Станция плененных (СИ) - Муссен Анна - Страница 30
- Предыдущая
- 30/51
- Следующая
Народ ободряюще гудит.
— Знаю-знаю, все мы заодно. Князь и его приближенные изо всех сил старались стравить нас в борьбе за жетоны, но я хочу сказать: «Хватит!» С нас хватит! Мы не хотели здесь быть! Мы не хотим здесь быть!
Народ вновь загудел.
— Каждый здесь пережил столько страха и боли… незаслуженных страха и боли, что если бы это место ими питалось, то у него случилось бы несваренье. Потому что нас запихнули сюда… заглотили, не пережевывая, и продолжают варить в ненависти друг к другу… и делаю они это специально! Ведь нас больше! Нас больше, чем их… кем бы они на самом деле не были!
«Верно!».
«Правильно!».
— Последние события показывают, что на самом деле хозяева этого места слабы! Они не способны справиться с внештатной ситуацией! Нам урезают питьевую воду, урезают еду!.. И это учитывая, что мы здесь не по своей воле!
Толпа вновь вскидывает вверх руки, хлопает, топает ногами. Как может, выказывает свою поддержку.
— Знаете, какой их шаг будет следующим? — Оратор замолкает, обводя всех взглядом. И мне кажется, что ненадолго его взгляд задерживается на мне. — Они начнут урезать нас! Мы для них такой же ресурс как вода или еда! Мы для них не люди! Зверье! Подопытный скот!
На этот раз гул презрительный.
— Но скот опасен своей численностью! Стадо способно затоптать хищника, убить его!..

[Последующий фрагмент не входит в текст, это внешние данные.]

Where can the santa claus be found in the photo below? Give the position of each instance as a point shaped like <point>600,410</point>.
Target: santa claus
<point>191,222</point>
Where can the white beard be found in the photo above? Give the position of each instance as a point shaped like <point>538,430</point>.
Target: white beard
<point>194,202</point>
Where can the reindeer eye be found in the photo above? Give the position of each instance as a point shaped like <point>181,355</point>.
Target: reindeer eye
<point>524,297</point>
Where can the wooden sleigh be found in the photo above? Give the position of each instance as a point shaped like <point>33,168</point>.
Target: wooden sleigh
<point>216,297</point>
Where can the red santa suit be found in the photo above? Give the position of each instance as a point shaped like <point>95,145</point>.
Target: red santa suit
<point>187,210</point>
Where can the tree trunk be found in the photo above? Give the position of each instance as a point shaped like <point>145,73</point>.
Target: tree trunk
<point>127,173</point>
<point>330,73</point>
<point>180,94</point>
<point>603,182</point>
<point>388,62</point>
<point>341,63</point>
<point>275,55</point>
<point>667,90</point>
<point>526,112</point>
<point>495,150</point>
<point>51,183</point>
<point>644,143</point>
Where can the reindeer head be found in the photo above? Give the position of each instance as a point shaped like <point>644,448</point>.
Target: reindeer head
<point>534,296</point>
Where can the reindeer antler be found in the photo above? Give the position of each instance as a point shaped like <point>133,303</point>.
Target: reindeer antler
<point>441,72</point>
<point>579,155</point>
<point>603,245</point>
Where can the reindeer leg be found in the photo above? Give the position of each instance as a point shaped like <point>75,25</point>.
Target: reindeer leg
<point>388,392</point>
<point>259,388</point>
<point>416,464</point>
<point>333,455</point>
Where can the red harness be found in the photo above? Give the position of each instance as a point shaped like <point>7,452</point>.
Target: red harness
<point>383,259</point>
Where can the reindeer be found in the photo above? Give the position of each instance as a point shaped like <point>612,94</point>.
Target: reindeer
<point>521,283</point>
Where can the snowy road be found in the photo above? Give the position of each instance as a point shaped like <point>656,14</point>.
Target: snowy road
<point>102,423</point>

Оратор уже не церемонится, не подбирает слова и активно размахивает руками, призывая толпу к решительным действиям. Держится он уверенно, осанка прямая, ни одного лишнего движения. Возможно, я становлюсь свидетелем зарождающейся революции, и в моей груди начинает расползаться страх. Я не должен был этого увидеть…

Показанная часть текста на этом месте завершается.